Every once in a while, after Ilya was already in bed, half asleep, listening to Michael and Stephanie, Vladimir would poke his head through the door and say, “Ilyusha, I’m sleeping at Sergey’s tonight,” or “Night, night, bratik. I won’t be home until late.” His breath would be a beery fog, and behind him, in the light of the hall, Ilya would see Sergey and Aksinya and Lana, their hands clamped over their mouths to keep from laughing, to keep from waking him, as though he were a baby. Vladimir would click the door shut, and he would hear their voices echo up the stairway. And there were times—and this is
what Ilya would remember—when he would simply not let the worry in, when he would not wonder where Vladimir was going or what Vladimir was doing, when he would stretch his legs out and revel in the expansiveness of the couch. It felt decadent and very adult to be sleeping alone, to have two pillows. The refinery lights sparked on the ceiling, and he would imagine that they were city lights, and that he was in his own apartment, in Moscow or St. Petersburg, and that in the morning he would be heading to work, not school. Those nights, Ilya slept like the dead, but he’d wake and, in just the way your tongue finds the tender spot where you’ve bitten your cheek, his mind would find Vladimir.
* * *
—
One morning in October, as Ilya, his mother, and Babushka were eating syrniki with cream and apples, Vladimir walked in the door of their apartment wearing a tracksuit and smelling dank. He pulled a term card out of his pocket and slid it onto the table, right between Ilya’s plate and his mother’s. The card was filthy. It had been crumpled, stepped on, and partially incinerated—as though Vladimir had used it to roll a cigarette, lit it, and then thought better of it—but Ilya could still make out Vladimir’s grades: a neat column of ones. Ilya gasped. No one got ones. Ones were like zeros, just a place for the scale to start, the end of a ruler.

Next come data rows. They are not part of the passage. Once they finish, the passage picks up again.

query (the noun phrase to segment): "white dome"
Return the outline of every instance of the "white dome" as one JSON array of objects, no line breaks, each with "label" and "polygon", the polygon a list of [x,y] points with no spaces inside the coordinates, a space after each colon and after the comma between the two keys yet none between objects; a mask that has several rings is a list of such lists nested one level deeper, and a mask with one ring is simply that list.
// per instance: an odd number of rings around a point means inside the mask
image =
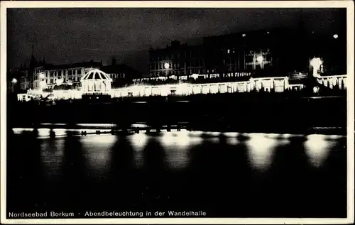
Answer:
[{"label": "white dome", "polygon": [[106,79],[106,80],[111,80],[110,77],[107,75],[104,72],[100,70],[94,69],[89,71],[86,75],[82,76],[82,80],[88,80],[88,79]]}]

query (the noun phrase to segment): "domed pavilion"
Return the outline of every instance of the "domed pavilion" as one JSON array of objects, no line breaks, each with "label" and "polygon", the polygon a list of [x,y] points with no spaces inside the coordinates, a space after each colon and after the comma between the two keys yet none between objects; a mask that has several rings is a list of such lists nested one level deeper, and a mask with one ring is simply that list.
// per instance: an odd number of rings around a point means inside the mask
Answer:
[{"label": "domed pavilion", "polygon": [[104,72],[94,69],[82,77],[82,95],[109,95],[112,79]]}]

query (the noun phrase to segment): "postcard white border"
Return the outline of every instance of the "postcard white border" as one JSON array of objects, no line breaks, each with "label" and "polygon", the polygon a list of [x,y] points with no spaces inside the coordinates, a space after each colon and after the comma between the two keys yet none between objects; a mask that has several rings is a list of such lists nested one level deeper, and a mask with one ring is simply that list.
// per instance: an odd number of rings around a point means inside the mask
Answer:
[{"label": "postcard white border", "polygon": [[[1,1],[1,224],[344,224],[354,223],[354,2],[352,1]],[[6,219],[6,9],[8,8],[346,8],[347,10],[347,209],[346,219],[290,218],[164,218],[164,219]]]}]

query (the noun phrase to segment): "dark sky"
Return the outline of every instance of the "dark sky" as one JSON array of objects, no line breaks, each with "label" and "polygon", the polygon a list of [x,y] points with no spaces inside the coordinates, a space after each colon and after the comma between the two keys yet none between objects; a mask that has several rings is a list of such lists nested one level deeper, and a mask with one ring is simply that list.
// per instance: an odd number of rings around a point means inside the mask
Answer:
[{"label": "dark sky", "polygon": [[302,16],[309,31],[339,33],[339,9],[10,9],[8,65],[37,59],[126,63],[148,73],[148,50],[173,40],[198,43],[203,36],[279,26],[295,26]]}]

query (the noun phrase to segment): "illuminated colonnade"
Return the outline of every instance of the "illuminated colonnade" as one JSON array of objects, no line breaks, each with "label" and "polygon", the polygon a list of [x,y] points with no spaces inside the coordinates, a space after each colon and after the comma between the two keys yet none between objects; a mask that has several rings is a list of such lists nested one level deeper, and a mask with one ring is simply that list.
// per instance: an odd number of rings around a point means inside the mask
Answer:
[{"label": "illuminated colonnade", "polygon": [[318,83],[330,89],[334,89],[336,86],[338,86],[339,89],[346,89],[346,75],[319,77],[317,78],[317,81]]},{"label": "illuminated colonnade", "polygon": [[109,94],[112,79],[104,72],[95,69],[82,77],[82,94]]},{"label": "illuminated colonnade", "polygon": [[289,88],[288,78],[263,77],[251,78],[248,81],[204,84],[187,84],[164,85],[133,85],[112,89],[112,97],[192,95],[198,94],[236,93],[251,91],[283,92]]}]

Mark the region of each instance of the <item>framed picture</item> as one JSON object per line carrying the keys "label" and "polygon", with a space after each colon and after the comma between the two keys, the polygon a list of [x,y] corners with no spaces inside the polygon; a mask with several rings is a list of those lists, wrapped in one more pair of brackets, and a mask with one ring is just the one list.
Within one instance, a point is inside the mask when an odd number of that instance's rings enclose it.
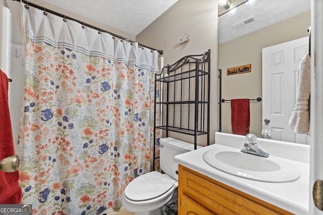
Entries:
{"label": "framed picture", "polygon": [[240,65],[227,69],[227,75],[240,74],[251,71],[251,64]]}

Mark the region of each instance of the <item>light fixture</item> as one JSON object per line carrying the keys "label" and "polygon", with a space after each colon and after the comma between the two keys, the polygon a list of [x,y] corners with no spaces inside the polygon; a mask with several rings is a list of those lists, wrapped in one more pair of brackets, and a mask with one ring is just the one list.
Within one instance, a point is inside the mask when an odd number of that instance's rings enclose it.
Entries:
{"label": "light fixture", "polygon": [[220,0],[219,5],[223,7],[226,10],[229,10],[232,5],[231,0]]}
{"label": "light fixture", "polygon": [[[249,0],[251,2],[255,2],[255,0]],[[229,12],[230,11],[236,9],[240,5],[242,5],[248,0],[219,0],[219,17]],[[236,12],[232,11],[231,15],[235,14]]]}

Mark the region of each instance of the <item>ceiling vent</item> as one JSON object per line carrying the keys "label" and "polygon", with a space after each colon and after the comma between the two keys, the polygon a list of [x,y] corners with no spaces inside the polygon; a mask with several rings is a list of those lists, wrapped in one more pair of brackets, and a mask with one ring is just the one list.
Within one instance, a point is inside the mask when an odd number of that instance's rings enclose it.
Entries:
{"label": "ceiling vent", "polygon": [[248,18],[242,22],[238,23],[232,26],[236,30],[240,30],[247,26],[247,25],[251,25],[256,22],[256,20],[254,19],[253,17]]}

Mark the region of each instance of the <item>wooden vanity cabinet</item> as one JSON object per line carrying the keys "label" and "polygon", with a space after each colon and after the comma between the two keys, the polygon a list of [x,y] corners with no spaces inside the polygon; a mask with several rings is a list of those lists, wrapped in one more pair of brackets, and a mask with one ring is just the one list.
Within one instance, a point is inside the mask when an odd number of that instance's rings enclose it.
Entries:
{"label": "wooden vanity cabinet", "polygon": [[293,214],[182,165],[178,214]]}

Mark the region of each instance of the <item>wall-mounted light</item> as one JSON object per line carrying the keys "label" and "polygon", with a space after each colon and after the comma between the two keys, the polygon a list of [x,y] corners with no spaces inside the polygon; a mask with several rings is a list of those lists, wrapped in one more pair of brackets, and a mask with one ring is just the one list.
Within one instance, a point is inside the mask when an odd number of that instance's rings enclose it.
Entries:
{"label": "wall-mounted light", "polygon": [[226,10],[229,10],[232,5],[231,0],[220,0],[219,5],[223,7]]}
{"label": "wall-mounted light", "polygon": [[[254,2],[254,0],[249,0]],[[248,0],[219,0],[219,16],[222,16],[230,11],[236,10],[237,8]],[[231,13],[234,14],[235,13]],[[233,14],[230,14],[232,15]]]}

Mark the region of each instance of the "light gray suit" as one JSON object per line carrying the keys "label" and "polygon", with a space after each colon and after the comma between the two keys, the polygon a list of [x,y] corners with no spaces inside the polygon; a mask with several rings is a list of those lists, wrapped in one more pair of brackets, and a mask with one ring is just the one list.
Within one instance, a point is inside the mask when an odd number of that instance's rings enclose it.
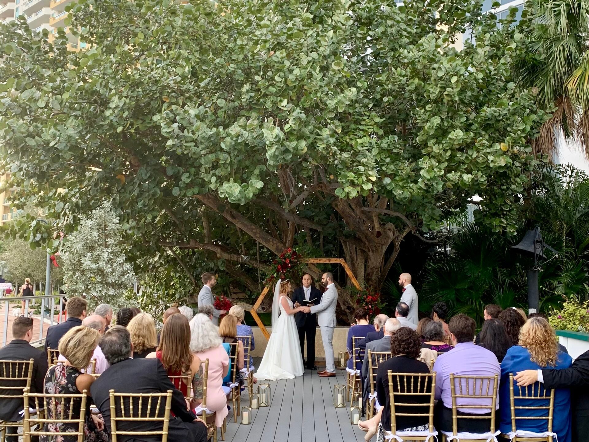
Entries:
{"label": "light gray suit", "polygon": [[321,297],[321,302],[311,307],[311,313],[317,314],[317,323],[321,329],[321,338],[325,350],[325,370],[335,372],[333,354],[333,331],[335,329],[335,308],[337,305],[337,289],[333,282],[327,286]]}
{"label": "light gray suit", "polygon": [[[203,305],[214,305],[215,298],[213,296],[213,291],[208,285],[203,285],[203,288],[198,292],[198,306],[202,307]],[[213,319],[211,321],[215,325],[219,325],[219,315],[221,311],[217,310],[213,307]]]}
{"label": "light gray suit", "polygon": [[419,322],[419,318],[417,315],[418,310],[419,310],[417,292],[411,284],[405,286],[405,291],[401,296],[401,302],[405,302],[409,306],[409,316],[407,316],[407,319],[409,319],[409,322],[413,322],[416,327],[418,322]]}

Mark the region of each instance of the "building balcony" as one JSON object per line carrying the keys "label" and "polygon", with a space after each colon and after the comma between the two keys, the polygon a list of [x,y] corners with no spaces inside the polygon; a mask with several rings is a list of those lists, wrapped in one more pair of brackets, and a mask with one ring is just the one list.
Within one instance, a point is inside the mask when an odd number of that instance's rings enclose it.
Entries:
{"label": "building balcony", "polygon": [[63,12],[53,12],[51,15],[51,19],[49,21],[49,24],[54,28],[63,28],[65,24],[65,18],[68,16],[68,13],[65,11]]}
{"label": "building balcony", "polygon": [[51,17],[51,11],[49,7],[43,8],[39,11],[32,14],[27,18],[27,22],[29,27],[35,29],[44,23],[48,23]]}
{"label": "building balcony", "polygon": [[10,17],[12,17],[14,19],[14,2],[9,2],[5,5],[2,5],[2,6],[0,6],[0,19],[4,20]]}
{"label": "building balcony", "polygon": [[22,4],[22,11],[23,14],[29,15],[41,8],[48,8],[51,2],[51,0],[29,0]]}
{"label": "building balcony", "polygon": [[76,0],[51,0],[51,9],[57,12],[63,12],[65,6]]}

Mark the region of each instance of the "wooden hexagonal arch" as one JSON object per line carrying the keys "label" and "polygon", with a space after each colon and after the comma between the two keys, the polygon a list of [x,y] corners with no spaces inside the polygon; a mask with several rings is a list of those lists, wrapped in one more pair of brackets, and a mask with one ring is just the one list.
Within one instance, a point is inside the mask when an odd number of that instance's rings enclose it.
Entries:
{"label": "wooden hexagonal arch", "polygon": [[[362,290],[362,288],[360,286],[360,284],[358,283],[358,279],[356,279],[356,276],[354,274],[352,273],[352,269],[350,266],[348,265],[346,262],[346,260],[343,258],[307,258],[306,259],[301,259],[301,262],[306,262],[309,264],[341,264],[343,269],[346,271],[346,273],[348,274],[348,277],[350,278],[350,281],[352,281],[352,283],[354,285],[358,290]],[[260,327],[260,329],[262,330],[262,334],[266,337],[266,340],[270,339],[270,334],[268,333],[268,331],[266,329],[266,327],[264,326],[264,324],[262,322],[262,319],[260,319],[260,316],[258,316],[256,310],[260,308],[262,305],[262,302],[264,301],[264,298],[266,295],[270,291],[270,287],[266,286],[264,288],[264,289],[260,293],[260,296],[258,296],[258,299],[256,301],[256,304],[254,304],[252,308],[252,311],[250,313],[252,316],[253,316],[254,321],[256,321],[256,324],[258,325]]]}

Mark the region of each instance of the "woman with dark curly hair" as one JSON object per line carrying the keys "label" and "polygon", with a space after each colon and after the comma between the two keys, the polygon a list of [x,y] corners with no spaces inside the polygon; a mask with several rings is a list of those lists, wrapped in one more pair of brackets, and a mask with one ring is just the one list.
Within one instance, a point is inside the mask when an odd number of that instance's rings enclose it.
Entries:
{"label": "woman with dark curly hair", "polygon": [[514,308],[506,308],[499,314],[499,320],[505,326],[512,345],[519,342],[519,329],[525,324],[523,317]]}
{"label": "woman with dark curly hair", "polygon": [[[391,339],[391,350],[393,357],[385,361],[378,367],[376,372],[376,395],[378,403],[383,405],[380,412],[370,421],[362,423],[365,425],[360,429],[368,433],[365,437],[366,440],[370,440],[376,431],[378,426],[377,442],[384,442],[385,431],[390,431],[391,425],[391,397],[389,395],[389,375],[390,370],[393,373],[411,373],[415,374],[429,374],[429,369],[426,364],[418,361],[421,352],[421,342],[419,337],[415,331],[408,327],[401,327],[392,335]],[[393,391],[405,392],[405,384],[403,379],[401,382],[397,382],[396,377],[393,378]],[[411,385],[411,378],[407,380],[406,385]],[[424,388],[425,382],[419,385],[419,392],[431,392],[432,382],[428,382],[427,388]],[[415,387],[416,388],[416,387]],[[413,390],[414,391],[416,390]],[[397,405],[395,410],[397,413],[425,414],[425,416],[399,416],[397,415],[397,431],[425,431],[428,428],[429,418],[426,415],[429,412],[429,397],[422,395],[402,396],[400,402],[405,404],[423,404],[423,407],[403,406]],[[380,419],[380,422],[378,421]]]}

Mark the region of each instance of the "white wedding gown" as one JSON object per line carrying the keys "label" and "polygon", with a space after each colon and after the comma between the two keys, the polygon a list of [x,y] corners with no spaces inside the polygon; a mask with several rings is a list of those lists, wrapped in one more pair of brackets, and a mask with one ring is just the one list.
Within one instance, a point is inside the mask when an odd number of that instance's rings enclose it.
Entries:
{"label": "white wedding gown", "polygon": [[280,302],[282,298],[288,301],[291,309],[293,306],[292,301],[287,296],[280,296],[279,299],[280,315],[272,328],[272,334],[270,335],[260,368],[254,375],[259,380],[292,379],[295,376],[305,374],[294,315],[286,314]]}

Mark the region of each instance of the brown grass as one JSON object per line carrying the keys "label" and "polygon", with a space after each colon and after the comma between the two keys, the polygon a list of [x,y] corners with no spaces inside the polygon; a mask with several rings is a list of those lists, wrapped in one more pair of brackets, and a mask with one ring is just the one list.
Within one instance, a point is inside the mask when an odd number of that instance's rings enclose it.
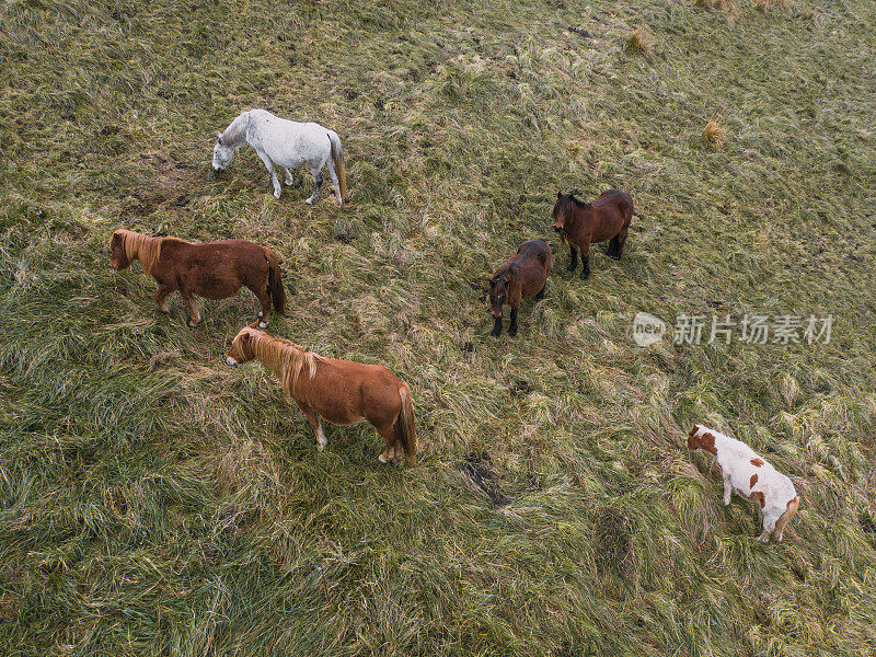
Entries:
{"label": "brown grass", "polygon": [[703,139],[715,148],[723,148],[724,140],[727,137],[727,128],[722,126],[715,117],[708,119],[703,129]]}
{"label": "brown grass", "polygon": [[654,47],[652,37],[647,34],[644,25],[630,35],[630,51],[633,55],[649,55]]}

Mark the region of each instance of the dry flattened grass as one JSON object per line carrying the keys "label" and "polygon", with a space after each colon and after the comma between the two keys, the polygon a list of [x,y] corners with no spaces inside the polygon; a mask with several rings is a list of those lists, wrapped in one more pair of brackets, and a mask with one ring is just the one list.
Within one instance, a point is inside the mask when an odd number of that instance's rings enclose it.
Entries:
{"label": "dry flattened grass", "polygon": [[644,25],[630,35],[630,51],[633,55],[649,55],[654,49],[654,37]]}
{"label": "dry flattened grass", "polygon": [[713,116],[708,119],[703,128],[703,139],[710,146],[721,149],[724,148],[724,141],[727,137],[727,128],[722,126]]}
{"label": "dry flattened grass", "polygon": [[[857,326],[876,303],[876,99],[860,78],[873,7],[782,21],[752,7],[751,33],[665,2],[635,19],[589,7],[3,7],[0,645],[851,656],[872,643],[876,371]],[[625,56],[631,20],[666,59]],[[216,130],[260,105],[338,130],[348,205],[304,206],[299,172],[276,201],[251,150],[208,176]],[[733,129],[717,154],[699,135],[716,110]],[[596,249],[584,284],[550,220],[574,186],[625,188],[643,214],[624,258]],[[159,315],[138,266],[107,266],[123,224],[270,245],[290,292],[270,331],[407,380],[420,464],[378,466],[367,424],[328,427],[316,454],[276,381],[222,365],[251,296],[205,302],[194,331],[178,300]],[[555,249],[546,297],[523,304],[516,339],[494,341],[484,286],[538,235]],[[713,311],[835,325],[830,345],[638,349],[639,310],[670,326]],[[754,541],[750,504],[721,504],[714,468],[683,449],[694,422],[794,477],[784,543]]]}

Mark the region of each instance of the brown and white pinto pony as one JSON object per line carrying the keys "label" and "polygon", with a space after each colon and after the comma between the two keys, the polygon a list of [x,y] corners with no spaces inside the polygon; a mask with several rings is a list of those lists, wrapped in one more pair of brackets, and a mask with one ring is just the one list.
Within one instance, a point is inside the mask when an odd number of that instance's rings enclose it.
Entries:
{"label": "brown and white pinto pony", "polygon": [[517,335],[517,310],[522,299],[544,298],[548,274],[553,266],[551,246],[544,240],[523,242],[508,261],[502,265],[489,281],[489,308],[496,320],[493,337],[502,334],[502,307],[511,307],[511,323],[508,335]]}
{"label": "brown and white pinto pony", "polygon": [[224,240],[192,244],[176,238],[150,238],[131,230],[117,230],[110,240],[110,264],[125,269],[140,261],[143,272],[158,281],[155,302],[170,312],[168,296],[176,290],[188,308],[188,325],[200,323],[194,295],[205,299],[226,299],[246,286],[258,298],[260,326],[270,320],[270,304],[286,312],[286,289],[274,253],[245,240]]}
{"label": "brown and white pinto pony", "polygon": [[626,232],[636,212],[633,211],[633,197],[626,192],[609,189],[592,203],[581,200],[578,195],[578,189],[568,194],[557,192],[553,216],[554,230],[560,233],[561,241],[568,240],[569,243],[569,272],[577,268],[578,249],[581,250],[584,280],[590,275],[590,244],[610,240],[606,255],[612,260],[621,260]]}
{"label": "brown and white pinto pony", "polygon": [[332,424],[351,425],[367,419],[387,441],[381,463],[416,461],[414,404],[407,384],[382,365],[323,358],[254,326],[238,333],[226,361],[237,367],[258,360],[280,380],[310,420],[322,451],[328,441],[320,416]]}
{"label": "brown and white pinto pony", "polygon": [[724,475],[724,506],[730,504],[733,493],[760,505],[763,532],[758,537],[759,541],[768,543],[771,534],[776,541],[782,540],[785,526],[800,505],[788,477],[745,442],[703,425],[694,425],[688,434],[688,449],[703,450],[716,457]]}

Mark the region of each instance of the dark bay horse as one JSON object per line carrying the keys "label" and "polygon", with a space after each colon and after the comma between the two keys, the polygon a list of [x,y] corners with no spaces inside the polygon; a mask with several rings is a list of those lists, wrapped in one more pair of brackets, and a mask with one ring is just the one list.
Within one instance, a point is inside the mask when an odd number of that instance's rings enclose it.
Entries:
{"label": "dark bay horse", "polygon": [[508,335],[517,335],[517,309],[522,299],[544,298],[544,285],[553,266],[551,246],[544,240],[530,240],[520,244],[517,253],[508,258],[489,281],[489,307],[496,323],[493,337],[502,334],[502,307],[511,307],[511,323]]}
{"label": "dark bay horse", "polygon": [[188,308],[188,325],[200,322],[194,295],[205,299],[226,299],[246,286],[258,298],[260,325],[270,320],[270,304],[286,312],[286,288],[274,253],[245,240],[224,240],[192,244],[176,238],[150,238],[131,230],[117,230],[110,240],[110,264],[125,269],[140,261],[143,272],[158,281],[155,302],[170,312],[168,296],[176,290]]}
{"label": "dark bay horse", "polygon": [[411,390],[382,365],[323,358],[288,339],[245,326],[231,343],[226,361],[237,367],[254,358],[274,372],[307,415],[318,450],[327,442],[320,416],[336,425],[367,419],[387,441],[380,462],[403,457],[412,464],[416,461]]}
{"label": "dark bay horse", "polygon": [[581,250],[581,279],[585,279],[590,275],[590,244],[611,240],[606,255],[621,260],[630,221],[633,215],[638,215],[633,211],[633,197],[626,192],[609,189],[592,203],[581,200],[578,195],[578,189],[556,193],[554,230],[561,240],[569,242],[569,272],[578,266],[578,249]]}

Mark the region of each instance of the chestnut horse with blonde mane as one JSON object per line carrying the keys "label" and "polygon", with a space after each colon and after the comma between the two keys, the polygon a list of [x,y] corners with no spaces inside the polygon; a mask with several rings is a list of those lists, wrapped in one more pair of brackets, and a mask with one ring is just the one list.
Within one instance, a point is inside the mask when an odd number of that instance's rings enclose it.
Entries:
{"label": "chestnut horse with blonde mane", "polygon": [[416,462],[411,390],[382,365],[323,358],[254,325],[238,333],[226,362],[237,367],[253,359],[274,372],[310,420],[319,451],[328,442],[320,416],[335,425],[367,419],[387,441],[378,457],[381,463],[403,457],[412,464]]}
{"label": "chestnut horse with blonde mane", "polygon": [[126,269],[140,261],[143,272],[152,276],[159,288],[155,302],[163,313],[170,312],[168,296],[176,290],[188,308],[188,325],[200,323],[194,295],[205,299],[226,299],[246,286],[258,298],[262,310],[260,326],[267,326],[270,306],[279,314],[286,312],[286,289],[274,253],[246,240],[224,240],[192,244],[176,238],[150,238],[119,229],[110,240],[110,264]]}

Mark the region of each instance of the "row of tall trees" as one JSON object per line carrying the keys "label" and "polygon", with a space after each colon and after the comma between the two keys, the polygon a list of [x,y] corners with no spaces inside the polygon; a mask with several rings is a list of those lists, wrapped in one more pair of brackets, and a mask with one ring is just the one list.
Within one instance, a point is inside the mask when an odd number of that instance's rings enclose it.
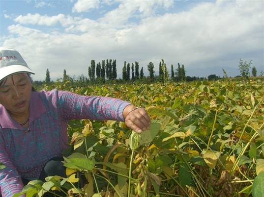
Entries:
{"label": "row of tall trees", "polygon": [[124,66],[122,69],[122,79],[124,81],[129,81],[131,80],[134,81],[140,79],[142,79],[144,76],[144,72],[143,67],[141,67],[140,74],[139,72],[139,64],[138,62],[135,62],[135,65],[132,63],[131,67],[131,78],[130,78],[130,64],[126,62],[124,62]]}
{"label": "row of tall trees", "polygon": [[[95,74],[96,74],[95,77]],[[91,66],[88,67],[88,75],[90,80],[94,81],[95,79],[104,81],[105,80],[116,79],[117,74],[117,60],[114,59],[107,59],[96,64],[94,60],[91,61]]]}
{"label": "row of tall trees", "polygon": [[[186,76],[186,72],[184,68],[184,65],[182,64],[181,66],[178,63],[177,69],[175,71],[174,65],[171,65],[171,77],[170,77],[169,72],[168,71],[166,63],[163,59],[159,63],[159,74],[158,75],[154,74],[154,64],[149,62],[147,66],[147,70],[149,72],[149,80],[150,82],[158,81],[161,82],[165,82],[169,80],[173,81],[192,81],[204,77],[190,77]],[[250,75],[249,69],[252,66],[252,61],[249,62],[244,61],[242,59],[240,60],[238,66],[239,70],[240,72],[240,76],[245,77],[248,77]],[[143,67],[141,67],[140,71],[139,71],[139,64],[138,62],[136,61],[135,64],[133,63],[131,64],[126,61],[124,62],[124,65],[122,70],[122,80],[123,81],[135,81],[139,80],[142,80],[144,77],[144,72]],[[94,60],[91,61],[90,66],[88,67],[88,75],[89,80],[92,82],[104,82],[106,80],[116,80],[117,77],[117,61],[116,59],[107,59],[102,60],[101,63],[98,62],[95,65]],[[226,78],[228,77],[226,72],[223,70],[224,73]],[[252,75],[253,76],[257,76],[257,70],[255,67],[252,68]],[[131,73],[131,74],[130,74]],[[261,72],[260,76],[263,76],[263,72]],[[131,77],[130,77],[131,76]],[[208,76],[209,80],[215,80],[220,78],[218,76],[215,74],[210,74]],[[62,80],[63,82],[71,79],[68,75],[67,75],[66,70],[63,70],[63,75]],[[88,80],[83,74],[79,76],[78,79],[78,81],[82,82],[88,82]],[[46,78],[45,81],[46,83],[51,82],[50,72],[49,69],[47,70],[46,74]]]}

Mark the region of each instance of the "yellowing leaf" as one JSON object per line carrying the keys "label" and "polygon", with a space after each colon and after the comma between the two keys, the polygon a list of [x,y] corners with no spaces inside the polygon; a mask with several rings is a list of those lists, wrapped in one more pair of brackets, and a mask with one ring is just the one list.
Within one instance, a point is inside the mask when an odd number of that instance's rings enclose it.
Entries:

Their mother was in her work clothes: a hairnet, blue smock, and rubber clogs. At first she did not notice the card. She had a magazine next to her plate and was flipping the pages impossibly fast. She was angry—either because Vladimir had been out all night, or because she hated her job, or because Babushka had recently announced that she and Timofey from down the hall were romantically involved, and Ilya’s mother had not been romantically involved with anyone for a decade. But after a minute she saw the card there on the table and snatched it up. Her eyes went shallow.